Rite Aid and Albertsons previously contended their position but ultimately relented.

 

 

Why It’s Important

Amid challenges from Amazon.com, Inc. AMZN 1.09%Kroger Co KR 2.25% and Walmart Inc WMT 0.88%, and as the drug industry consolidates, the combination would have helped improve Rite Aid’s competitive position. Altogether, the pair was set to generate revenue of $83 billion.

"Strategically, the proposed merger appears to be a step in the right direction, as it provides [Rite Aid] with increased scale and diversification,” ISS had conceded in its past report.

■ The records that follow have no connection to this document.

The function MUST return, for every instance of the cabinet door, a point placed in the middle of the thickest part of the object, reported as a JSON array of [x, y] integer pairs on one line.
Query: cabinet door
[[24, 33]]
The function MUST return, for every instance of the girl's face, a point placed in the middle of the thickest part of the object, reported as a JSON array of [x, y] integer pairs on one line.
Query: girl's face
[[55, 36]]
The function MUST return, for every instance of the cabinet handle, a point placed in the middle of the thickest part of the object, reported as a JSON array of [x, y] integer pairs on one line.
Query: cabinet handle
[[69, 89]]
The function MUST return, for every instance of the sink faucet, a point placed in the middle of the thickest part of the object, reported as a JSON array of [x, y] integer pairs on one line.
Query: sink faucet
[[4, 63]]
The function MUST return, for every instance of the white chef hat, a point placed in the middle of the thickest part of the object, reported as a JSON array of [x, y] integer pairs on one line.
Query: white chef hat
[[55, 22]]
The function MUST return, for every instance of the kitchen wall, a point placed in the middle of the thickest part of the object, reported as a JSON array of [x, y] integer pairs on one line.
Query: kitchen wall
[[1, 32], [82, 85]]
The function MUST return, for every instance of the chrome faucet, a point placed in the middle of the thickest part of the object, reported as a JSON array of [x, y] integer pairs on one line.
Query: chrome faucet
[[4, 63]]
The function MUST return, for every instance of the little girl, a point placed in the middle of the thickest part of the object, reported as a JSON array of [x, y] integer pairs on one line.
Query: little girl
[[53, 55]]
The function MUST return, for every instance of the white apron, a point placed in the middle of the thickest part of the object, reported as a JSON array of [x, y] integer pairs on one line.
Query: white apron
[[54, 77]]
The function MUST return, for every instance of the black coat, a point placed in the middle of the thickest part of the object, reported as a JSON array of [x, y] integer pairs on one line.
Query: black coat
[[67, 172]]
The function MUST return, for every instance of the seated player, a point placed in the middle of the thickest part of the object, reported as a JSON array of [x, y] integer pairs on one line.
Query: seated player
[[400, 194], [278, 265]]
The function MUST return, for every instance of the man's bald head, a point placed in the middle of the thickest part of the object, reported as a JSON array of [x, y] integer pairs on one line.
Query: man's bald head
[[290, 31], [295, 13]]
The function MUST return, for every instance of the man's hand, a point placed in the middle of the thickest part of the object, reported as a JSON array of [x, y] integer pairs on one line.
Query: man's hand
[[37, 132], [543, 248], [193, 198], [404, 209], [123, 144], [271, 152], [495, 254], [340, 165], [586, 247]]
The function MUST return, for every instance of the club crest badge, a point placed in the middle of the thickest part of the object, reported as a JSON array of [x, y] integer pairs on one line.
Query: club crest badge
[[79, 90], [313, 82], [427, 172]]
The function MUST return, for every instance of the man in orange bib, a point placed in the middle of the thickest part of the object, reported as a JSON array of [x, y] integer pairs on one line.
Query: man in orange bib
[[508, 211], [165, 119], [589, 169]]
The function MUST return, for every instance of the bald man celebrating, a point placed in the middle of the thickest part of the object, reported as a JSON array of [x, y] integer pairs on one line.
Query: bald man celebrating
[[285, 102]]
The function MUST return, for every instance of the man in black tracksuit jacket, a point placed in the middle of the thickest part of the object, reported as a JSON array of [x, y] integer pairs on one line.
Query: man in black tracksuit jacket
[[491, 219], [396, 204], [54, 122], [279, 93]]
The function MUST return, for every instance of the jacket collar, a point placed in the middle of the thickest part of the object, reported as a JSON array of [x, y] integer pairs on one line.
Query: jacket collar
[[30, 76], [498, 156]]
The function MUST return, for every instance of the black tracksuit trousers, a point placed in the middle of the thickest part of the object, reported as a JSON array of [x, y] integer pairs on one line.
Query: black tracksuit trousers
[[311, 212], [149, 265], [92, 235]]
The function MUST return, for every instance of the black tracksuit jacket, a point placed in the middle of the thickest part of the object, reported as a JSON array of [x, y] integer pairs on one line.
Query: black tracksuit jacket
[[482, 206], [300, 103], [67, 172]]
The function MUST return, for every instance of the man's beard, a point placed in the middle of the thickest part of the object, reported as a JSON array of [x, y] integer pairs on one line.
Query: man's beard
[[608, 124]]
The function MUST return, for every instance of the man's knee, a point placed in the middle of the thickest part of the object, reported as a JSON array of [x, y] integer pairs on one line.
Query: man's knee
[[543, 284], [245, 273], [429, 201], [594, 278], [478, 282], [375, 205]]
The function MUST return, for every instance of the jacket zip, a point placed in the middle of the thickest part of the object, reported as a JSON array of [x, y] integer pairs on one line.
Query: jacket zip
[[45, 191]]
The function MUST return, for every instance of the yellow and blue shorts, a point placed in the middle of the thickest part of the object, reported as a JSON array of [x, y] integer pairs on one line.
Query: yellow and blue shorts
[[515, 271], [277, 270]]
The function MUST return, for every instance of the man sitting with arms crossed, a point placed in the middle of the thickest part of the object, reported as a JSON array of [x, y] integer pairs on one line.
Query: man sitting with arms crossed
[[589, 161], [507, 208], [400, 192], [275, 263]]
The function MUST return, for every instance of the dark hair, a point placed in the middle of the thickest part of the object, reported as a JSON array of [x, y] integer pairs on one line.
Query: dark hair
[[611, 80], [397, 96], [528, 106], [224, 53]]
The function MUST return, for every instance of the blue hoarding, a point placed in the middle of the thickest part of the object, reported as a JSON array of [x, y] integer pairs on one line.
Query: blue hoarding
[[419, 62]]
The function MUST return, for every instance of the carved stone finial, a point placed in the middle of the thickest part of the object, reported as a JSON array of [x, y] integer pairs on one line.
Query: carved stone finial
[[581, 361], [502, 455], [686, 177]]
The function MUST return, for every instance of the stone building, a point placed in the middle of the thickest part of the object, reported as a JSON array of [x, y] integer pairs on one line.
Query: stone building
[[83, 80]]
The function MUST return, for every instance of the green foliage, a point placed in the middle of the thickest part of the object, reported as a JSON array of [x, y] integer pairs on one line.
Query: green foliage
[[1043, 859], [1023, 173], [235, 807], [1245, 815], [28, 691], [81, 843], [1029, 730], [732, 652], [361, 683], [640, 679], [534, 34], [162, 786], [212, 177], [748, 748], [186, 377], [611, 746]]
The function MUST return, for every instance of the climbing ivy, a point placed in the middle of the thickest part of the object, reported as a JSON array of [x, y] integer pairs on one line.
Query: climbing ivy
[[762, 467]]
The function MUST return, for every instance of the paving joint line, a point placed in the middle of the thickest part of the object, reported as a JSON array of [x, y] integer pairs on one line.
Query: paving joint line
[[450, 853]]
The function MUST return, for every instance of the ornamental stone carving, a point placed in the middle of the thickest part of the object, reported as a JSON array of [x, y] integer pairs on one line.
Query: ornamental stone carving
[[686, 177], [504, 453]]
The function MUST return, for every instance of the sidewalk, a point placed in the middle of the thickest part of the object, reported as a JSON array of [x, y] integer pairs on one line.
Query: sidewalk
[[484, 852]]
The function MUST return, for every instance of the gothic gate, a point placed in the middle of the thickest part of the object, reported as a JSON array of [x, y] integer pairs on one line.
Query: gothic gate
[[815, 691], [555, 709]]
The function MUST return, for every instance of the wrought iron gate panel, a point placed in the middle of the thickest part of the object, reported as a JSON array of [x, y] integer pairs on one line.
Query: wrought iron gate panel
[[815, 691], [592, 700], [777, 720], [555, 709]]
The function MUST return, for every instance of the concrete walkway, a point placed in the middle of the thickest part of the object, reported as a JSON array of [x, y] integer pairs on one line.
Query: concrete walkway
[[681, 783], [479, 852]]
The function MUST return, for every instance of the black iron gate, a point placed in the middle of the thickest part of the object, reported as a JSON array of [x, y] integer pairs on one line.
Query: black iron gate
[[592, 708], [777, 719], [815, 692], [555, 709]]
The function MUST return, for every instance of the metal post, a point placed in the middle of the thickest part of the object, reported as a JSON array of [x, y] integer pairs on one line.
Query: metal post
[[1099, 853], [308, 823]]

Cerberus Capital Management, Albertsons’ private equity owner, planned to use the merger as a gateway to the public markets. The combined entity was to trade on the New York Stock Exchange.

 

 

What’s Next

Neither party will pay a termination fee, and Rite Aid will move forward as a standalone company.

"We remain focused on leveraging our network of conveniently located retail pharmacies, our EnvisionRxOptions PBM and our trusted brand of health and wellness offerings,” Standley said. “We will continue building momentum for key areas of our business like our innovative Wellness store format, highly successful customer loyalty program and expanded pharmacy service offerings, as we also enhance our omni-channel and own brand offerings to strengthen our competitive position and create long-term value for stockholders."

According to the Wednesday announcement, Rite Aid will evaluate governance changes and hold an annual stockholder meeting Oct. 30.

Rite Aid's stock originally traded up on the news, but was set to open Thursday down 11.5 percent around $1.55 a share.